Perhaps your friends already have shown you this video from the past month of someone activating both an Amazon Echo and a Google Home device, and then standing back as the two products of artificial intelligence, Alexa and Google, talk to each other in an almost infinite loop.
But someone programmed these devices to come up with appropriate answers.
Our world in 2016 isn’t quite what filmmakers imagined in 2001: A Space Odyssey (“Open the pod bay doors, HAL”), or even the 2013 movie, Her, in which a human fell in love with his AI operating system, but it can provide slightly humorous interactions such as the ones Grace Gummer’s character has had with her own Alexa in the TV series, Mr. Robot (not a spoiler!).
Who did that? And how do they decide to give Alexa and Google a sense of humor, and how funny should they be, anyhow?
“Humans in the flesh world don’t enjoy conversations with dry boring people, so why would we want that from our artificial intelligence?” says Sarah Wulfeck, creative director and writer at Pullstring, a company that builds chatbots for companies and entertainment franchises. “If they’re dry and they can’t say something that is potentially funny or intriguing or something that triggers an emotion, the question of why have a conversation with them comes into play.”
However, humor can serve another purpose: to ease user disappointment when the bot inevitably doesn’t understand you. Consider it a handy way to distract users from the shortcomings of conversational UIs. Co.Design spoke with the writers and designers behind Google Assistant, Amazon’s Alexa, Poncho the weather bot, and more about the process of building personality into their products—and why it’s a design challenge worth tackling.

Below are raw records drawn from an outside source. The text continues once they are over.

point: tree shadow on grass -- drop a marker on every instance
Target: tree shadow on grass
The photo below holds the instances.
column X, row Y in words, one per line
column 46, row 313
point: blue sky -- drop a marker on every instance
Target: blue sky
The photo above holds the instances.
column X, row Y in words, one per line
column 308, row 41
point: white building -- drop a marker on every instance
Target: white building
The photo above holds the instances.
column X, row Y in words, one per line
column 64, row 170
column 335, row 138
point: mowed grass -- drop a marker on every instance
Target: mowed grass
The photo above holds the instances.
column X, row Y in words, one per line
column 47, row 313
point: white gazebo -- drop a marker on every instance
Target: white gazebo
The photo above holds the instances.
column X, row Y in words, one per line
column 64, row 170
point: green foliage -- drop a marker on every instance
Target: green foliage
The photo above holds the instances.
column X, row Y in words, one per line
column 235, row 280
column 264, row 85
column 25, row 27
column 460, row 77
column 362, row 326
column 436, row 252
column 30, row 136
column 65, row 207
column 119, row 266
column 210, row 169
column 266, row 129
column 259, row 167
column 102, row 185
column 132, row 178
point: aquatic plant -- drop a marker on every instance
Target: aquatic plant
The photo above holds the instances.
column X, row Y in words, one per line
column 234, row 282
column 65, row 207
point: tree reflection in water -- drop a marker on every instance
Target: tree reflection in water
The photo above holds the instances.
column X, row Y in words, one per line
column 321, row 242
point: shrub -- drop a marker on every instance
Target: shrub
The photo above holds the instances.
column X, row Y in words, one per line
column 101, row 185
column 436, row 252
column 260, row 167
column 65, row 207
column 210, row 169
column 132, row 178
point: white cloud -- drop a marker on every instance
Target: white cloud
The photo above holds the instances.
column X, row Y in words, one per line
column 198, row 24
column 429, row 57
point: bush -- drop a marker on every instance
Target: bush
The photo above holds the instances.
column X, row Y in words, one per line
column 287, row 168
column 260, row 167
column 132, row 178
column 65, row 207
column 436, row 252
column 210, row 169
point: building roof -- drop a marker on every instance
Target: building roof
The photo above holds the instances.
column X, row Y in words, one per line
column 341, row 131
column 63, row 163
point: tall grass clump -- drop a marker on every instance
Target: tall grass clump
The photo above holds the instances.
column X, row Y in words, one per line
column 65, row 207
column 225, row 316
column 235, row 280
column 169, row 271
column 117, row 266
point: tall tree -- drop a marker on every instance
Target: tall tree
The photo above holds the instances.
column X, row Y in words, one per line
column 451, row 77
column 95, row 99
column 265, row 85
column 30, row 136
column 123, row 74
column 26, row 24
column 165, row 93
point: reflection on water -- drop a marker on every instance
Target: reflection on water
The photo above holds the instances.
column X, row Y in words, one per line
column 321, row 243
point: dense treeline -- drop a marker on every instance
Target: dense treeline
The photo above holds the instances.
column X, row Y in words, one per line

Schwab found that these companies often are hiring improvisers (who already have reprogrammed themselves to adapt to new dialogues) from places such as the Upright Citizens Brigade Theatre, screenwriters, stand-ups and writers from The Onion.
Since every human customer has a different sense of humor, programming the chatbots requires some additional thought.
“Some people want her to be a digital George Carlin and push the boundaries,” says Farah Houston, senior manager for the Alexa experience. “Some people think she’s veering toward too edgy, and they are concerned about what that means for children in their household who might overhear. Some people want her to flip sass at them at every opportunity, but others don’t.”
Much like writing for a TV show or host, it also allows comedians to write in a different voice than their own.
“I say things I can get away with with Poncho that I couldn’t in my own stand-up,” says Austin Rodrigues, one of the writers on the bot’s editorial team who does comedy at the Upright Citizens Brigade Theater in New York. “People expect an internet cat to make puns.” On Thanksgiving, Poncho messaged me to inform me that his “BFFs (bot friends forever)” were in town. On Wednesday morning, he quipped, “It’s only *sort of* raining & I’m only *sort of* meeting company dress code today.”